Fig. 7.

Generation of the Pax9Cre mouse. (A) A Pax9Cre targeting vector was created with a Cre cassette inserted into the SmaI restriction sites found in exons 2 and 3 of the Pax9 gene. For transformation, the vector was linearised with SfiI. (B) Correctly targeted ES cells were identified by Southern blotting on XbaI-digested genomic DNA. (C) The derived Pax9Cre-Neo mice were crossed with FLPe-expressing mice to remove the neomycin cassette and create Pax9Cre mice, which were genotyped using the indicated primers. (D-G) Pax9Cre mice were mated with R26R^lacZ reporter mice and embryos were stained with X-Gal at E8.5 (n=3), E9.5 (n=7), E10.5 (n=6) and E11.5 (n=5).
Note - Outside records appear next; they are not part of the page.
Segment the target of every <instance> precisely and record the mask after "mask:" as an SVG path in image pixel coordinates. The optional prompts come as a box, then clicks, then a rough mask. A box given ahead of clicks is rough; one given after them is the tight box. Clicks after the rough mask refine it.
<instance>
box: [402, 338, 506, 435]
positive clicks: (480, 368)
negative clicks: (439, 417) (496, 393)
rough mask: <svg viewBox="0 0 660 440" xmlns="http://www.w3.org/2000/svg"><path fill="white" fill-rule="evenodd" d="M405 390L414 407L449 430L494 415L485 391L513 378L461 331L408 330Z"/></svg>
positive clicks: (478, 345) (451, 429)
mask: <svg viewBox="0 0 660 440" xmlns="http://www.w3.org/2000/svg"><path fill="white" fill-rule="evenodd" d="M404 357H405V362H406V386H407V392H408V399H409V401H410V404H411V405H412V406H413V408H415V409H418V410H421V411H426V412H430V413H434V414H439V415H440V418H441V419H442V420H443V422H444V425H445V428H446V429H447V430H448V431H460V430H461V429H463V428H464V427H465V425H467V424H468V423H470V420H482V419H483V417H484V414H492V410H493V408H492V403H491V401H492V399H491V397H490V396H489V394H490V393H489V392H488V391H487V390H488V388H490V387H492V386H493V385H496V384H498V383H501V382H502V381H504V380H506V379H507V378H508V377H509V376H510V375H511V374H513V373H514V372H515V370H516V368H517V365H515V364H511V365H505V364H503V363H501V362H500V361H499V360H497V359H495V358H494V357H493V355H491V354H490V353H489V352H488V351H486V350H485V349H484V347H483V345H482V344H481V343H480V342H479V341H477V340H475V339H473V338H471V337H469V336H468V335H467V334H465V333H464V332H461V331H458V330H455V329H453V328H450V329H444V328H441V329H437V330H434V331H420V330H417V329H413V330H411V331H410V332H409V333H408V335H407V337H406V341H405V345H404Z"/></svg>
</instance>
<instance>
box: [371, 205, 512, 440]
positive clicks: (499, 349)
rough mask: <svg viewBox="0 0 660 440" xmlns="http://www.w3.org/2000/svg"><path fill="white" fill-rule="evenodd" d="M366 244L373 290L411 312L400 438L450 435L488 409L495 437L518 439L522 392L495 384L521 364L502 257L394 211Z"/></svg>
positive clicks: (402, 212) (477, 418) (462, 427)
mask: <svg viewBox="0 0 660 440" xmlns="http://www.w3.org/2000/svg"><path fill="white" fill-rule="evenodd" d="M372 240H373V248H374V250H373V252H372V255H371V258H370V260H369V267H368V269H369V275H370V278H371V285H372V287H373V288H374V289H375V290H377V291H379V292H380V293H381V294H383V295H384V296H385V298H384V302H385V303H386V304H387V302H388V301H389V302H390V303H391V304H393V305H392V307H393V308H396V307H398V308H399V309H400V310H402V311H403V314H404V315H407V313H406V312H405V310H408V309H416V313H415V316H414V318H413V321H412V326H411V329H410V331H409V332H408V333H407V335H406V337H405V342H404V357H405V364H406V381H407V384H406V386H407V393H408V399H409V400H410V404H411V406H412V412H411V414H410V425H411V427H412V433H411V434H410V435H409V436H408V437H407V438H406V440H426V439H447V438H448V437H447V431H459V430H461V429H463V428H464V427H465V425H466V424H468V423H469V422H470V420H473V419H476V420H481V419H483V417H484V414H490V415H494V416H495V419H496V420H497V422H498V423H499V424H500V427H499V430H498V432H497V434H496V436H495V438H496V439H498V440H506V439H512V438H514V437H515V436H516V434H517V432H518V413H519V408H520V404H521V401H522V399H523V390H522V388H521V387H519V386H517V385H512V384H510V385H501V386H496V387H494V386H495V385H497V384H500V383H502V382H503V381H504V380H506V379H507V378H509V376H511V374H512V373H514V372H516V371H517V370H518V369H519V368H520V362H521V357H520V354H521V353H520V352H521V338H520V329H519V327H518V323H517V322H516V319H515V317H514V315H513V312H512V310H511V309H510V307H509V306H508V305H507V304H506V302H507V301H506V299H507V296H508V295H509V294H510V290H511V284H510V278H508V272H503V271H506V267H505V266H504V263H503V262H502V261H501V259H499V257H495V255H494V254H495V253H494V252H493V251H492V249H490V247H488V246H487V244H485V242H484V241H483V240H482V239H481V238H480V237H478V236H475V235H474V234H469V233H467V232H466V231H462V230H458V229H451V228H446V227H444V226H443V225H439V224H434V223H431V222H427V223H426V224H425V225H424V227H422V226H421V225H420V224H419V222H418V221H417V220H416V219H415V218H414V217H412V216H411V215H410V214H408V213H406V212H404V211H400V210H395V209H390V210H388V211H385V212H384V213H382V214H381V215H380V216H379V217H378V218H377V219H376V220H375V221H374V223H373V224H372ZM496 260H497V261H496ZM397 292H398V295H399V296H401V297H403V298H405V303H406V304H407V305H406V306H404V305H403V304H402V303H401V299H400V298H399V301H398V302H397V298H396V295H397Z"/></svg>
Positive staining in regions known to express Pax9 was observed (alb, anterior limb bud; np, nasal process; pp, pharyngeal pouch; vc, vertebral column). (H-Q) Pax9Cre and Pax9^flox/flox mice were crossed to create Pax9^+/flox (control) and Pax9^Cre/flox (mutant) mice. All Pax9^Cre/flox neonates died on the day of birth and presented with the typical Pax9-null phenotype (n=5), including a bloated abdomen (I, arrow) and pre-axial digit duplication (d) in the hind limb (K, arrow). Sections of E14.5-E15.5 embryos (n=6) showed cleft palate (CP; M), absent thymus and cardiovascular defects (O,Q). AoA, aortic arch; BC, brachiocephalic; Th, thymus. Somite counts (s) are indicated. Scale bars: 500 µm.